No more leniency to errant tanners

Published: 01:05, Mar 08,2017


The High Court on Monday asked the government to immediately shut down all the tanneries at Hazaribagh in Dhaka as they missed several deadlines for relocation to the Tannery Industrial Park at Savar. The court, however, ordered, as New Age reported on Tuesday, an immediate halt of utility supplies to the errant tanneries. The environment department director general has also been ordered to report the compliance with the order by April 6 while home and industries secretaries, the inspector general of police and the Dhaka Metropolitan Police commissioner have been asked to cooperate with the environment department in closing down the tanneries. The court order came on a petition filed by the Bangladesh Environmental Lawyers’ Association on January 3. On a petition earlier filed by the same organisation, the court on June 23, 2009 ordered the tanneries to move to Savar by 2010. Besides, the court in October 2010 gave the tanneries six more months for the relocation. But, keeping to government data submitted earlier to the court, only 43 tanneries have so far relocated to Savar and the remaining factories kept running at Hazaribagh.
Meanwhile, the court imposed a daily fine of Tk 50,000 on the errant tanneries on June 16, 2016, although, in reply to an appeal from the Bangladesh Tanners’ Association, the Appellate Division on July 18, 2016 reduced the fine to Tk 10,000 for each errant tannery. The tanners even then failed to comply with this order as well. Against the backdrop, another High Court bench on March 2 asked the owners of 154 tanneries at Hazaribagh to deposit Tk 30.85 crore as fine in arrears with the treasury in two weeks for polluting the environment as a consequence of repeated relocation failures. It is important to note that the government also time and again extended the deadline for the relocation of the tanneries and the latest extended deadline will expire on March 31, although the government cannot do so without court’s permission. However, reports have it that most of the errant 154 tanneries are likely to miss the government deadline as well.

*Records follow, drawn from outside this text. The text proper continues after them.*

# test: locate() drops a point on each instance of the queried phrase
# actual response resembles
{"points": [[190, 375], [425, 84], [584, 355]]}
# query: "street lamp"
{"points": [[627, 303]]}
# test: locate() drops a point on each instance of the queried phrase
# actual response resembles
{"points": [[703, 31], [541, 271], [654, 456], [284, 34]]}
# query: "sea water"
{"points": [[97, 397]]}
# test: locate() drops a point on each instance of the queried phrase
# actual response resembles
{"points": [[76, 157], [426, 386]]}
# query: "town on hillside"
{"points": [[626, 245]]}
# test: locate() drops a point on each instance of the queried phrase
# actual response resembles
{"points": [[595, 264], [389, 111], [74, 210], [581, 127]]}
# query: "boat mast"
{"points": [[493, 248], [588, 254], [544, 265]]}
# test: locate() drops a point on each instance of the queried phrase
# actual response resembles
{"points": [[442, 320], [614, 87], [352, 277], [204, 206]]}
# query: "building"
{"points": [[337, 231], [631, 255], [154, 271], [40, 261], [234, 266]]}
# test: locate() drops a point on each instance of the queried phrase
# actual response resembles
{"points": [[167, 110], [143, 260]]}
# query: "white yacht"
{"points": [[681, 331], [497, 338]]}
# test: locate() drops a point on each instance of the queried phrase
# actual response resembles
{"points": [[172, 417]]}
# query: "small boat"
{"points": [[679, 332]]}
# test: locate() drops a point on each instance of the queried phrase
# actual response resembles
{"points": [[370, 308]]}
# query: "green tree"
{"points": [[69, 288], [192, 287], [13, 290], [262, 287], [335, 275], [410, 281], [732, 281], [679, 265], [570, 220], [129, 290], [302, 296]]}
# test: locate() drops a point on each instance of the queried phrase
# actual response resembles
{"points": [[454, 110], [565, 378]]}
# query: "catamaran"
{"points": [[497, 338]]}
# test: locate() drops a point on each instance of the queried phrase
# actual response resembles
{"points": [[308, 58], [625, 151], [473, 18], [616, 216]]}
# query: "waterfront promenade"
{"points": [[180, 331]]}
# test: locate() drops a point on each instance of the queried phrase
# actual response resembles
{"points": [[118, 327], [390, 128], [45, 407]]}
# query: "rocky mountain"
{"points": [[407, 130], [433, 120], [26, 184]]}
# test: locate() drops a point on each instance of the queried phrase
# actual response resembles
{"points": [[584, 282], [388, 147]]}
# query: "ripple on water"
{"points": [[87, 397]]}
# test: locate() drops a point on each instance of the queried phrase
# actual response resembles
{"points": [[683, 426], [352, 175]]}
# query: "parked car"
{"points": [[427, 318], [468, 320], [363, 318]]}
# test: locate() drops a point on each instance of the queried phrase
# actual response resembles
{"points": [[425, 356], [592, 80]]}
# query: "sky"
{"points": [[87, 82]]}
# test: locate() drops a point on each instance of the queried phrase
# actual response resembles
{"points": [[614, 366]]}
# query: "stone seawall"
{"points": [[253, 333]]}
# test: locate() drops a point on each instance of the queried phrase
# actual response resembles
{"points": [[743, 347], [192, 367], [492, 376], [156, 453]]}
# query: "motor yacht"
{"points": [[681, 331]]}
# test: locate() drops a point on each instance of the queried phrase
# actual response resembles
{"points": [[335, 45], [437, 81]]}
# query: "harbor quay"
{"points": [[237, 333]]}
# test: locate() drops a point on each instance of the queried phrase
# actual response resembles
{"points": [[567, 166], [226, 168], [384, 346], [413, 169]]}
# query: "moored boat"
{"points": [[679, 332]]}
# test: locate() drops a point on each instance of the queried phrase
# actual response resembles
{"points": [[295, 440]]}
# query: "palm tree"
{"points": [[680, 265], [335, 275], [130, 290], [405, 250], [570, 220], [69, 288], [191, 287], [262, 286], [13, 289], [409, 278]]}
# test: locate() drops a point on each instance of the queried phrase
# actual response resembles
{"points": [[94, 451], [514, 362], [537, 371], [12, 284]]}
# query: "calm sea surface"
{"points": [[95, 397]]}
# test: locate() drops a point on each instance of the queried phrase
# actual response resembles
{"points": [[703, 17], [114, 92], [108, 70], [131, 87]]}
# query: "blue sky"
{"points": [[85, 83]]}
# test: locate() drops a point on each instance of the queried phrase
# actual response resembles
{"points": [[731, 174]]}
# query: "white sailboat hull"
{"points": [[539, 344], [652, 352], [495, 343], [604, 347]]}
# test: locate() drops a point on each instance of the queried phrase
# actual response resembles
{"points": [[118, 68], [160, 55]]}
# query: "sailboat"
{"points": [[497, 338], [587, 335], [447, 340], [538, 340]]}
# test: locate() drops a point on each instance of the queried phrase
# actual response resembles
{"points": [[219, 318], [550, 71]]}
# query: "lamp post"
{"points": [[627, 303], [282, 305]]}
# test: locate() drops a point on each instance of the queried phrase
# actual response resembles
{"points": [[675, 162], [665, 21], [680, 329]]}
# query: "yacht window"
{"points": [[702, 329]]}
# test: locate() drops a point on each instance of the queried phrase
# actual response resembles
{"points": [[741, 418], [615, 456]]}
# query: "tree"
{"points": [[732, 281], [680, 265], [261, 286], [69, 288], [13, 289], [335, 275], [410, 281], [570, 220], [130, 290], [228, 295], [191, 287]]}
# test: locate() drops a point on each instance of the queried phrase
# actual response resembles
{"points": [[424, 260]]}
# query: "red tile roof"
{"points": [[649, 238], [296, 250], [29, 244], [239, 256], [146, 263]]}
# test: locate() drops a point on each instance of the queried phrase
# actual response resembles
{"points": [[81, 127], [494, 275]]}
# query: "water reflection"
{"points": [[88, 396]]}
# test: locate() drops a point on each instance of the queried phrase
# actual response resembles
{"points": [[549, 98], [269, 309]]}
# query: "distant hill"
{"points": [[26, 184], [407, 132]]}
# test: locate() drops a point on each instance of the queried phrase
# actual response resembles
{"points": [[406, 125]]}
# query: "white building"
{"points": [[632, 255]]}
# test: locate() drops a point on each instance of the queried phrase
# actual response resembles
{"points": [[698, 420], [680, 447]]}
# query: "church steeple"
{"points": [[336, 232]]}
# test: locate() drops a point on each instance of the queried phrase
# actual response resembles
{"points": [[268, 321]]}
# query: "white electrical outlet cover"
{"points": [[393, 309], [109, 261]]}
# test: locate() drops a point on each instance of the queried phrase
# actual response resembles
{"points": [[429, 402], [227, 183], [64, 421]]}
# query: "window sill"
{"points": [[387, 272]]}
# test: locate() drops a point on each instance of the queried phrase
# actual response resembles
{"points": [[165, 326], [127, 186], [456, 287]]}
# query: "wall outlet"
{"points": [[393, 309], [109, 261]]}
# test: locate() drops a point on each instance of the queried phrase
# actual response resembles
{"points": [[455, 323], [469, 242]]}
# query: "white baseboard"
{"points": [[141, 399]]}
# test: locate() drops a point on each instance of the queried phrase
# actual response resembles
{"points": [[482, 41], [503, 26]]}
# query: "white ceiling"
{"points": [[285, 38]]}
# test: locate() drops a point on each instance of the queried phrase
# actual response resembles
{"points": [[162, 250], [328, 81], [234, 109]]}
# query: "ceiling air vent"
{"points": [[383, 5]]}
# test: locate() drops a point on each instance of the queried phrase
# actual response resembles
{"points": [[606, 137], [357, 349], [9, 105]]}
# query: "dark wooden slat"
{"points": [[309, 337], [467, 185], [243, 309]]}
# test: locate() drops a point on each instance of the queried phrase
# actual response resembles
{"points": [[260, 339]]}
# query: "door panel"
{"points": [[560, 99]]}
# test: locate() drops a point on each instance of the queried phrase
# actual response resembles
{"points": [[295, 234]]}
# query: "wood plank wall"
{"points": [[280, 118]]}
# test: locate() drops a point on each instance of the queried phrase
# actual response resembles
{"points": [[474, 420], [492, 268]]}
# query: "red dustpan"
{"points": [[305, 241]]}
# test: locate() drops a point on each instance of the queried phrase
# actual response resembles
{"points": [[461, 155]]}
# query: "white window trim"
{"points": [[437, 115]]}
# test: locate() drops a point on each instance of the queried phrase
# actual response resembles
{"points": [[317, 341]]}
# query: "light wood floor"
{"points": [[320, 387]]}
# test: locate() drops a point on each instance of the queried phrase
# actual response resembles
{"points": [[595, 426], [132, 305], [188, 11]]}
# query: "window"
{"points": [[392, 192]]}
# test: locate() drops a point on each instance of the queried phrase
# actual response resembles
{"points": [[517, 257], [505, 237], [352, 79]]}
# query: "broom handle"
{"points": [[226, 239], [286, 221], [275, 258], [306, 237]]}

Overall, it is high time that the errant tanneries were forced to relocate to the new place. It is possible if the court strictly monitors the compliance with its orders at hand. The government, showing no leniency towards the tanners, many of whom reportedly enjoy political clout, should also comply with the court orders to the letter and in spirit in this direction while conscious sections of society need to raise their voice in a sustained manner on the issue. It cannot be overstated that the tanneries have been hugely polluting not only the densely populated area they have for long been located in but also the River Buriganga that flows by. If the tanneries are allowed to continue to operate here, it, along with some other problems, may end up posing a threat even to the existence of the city.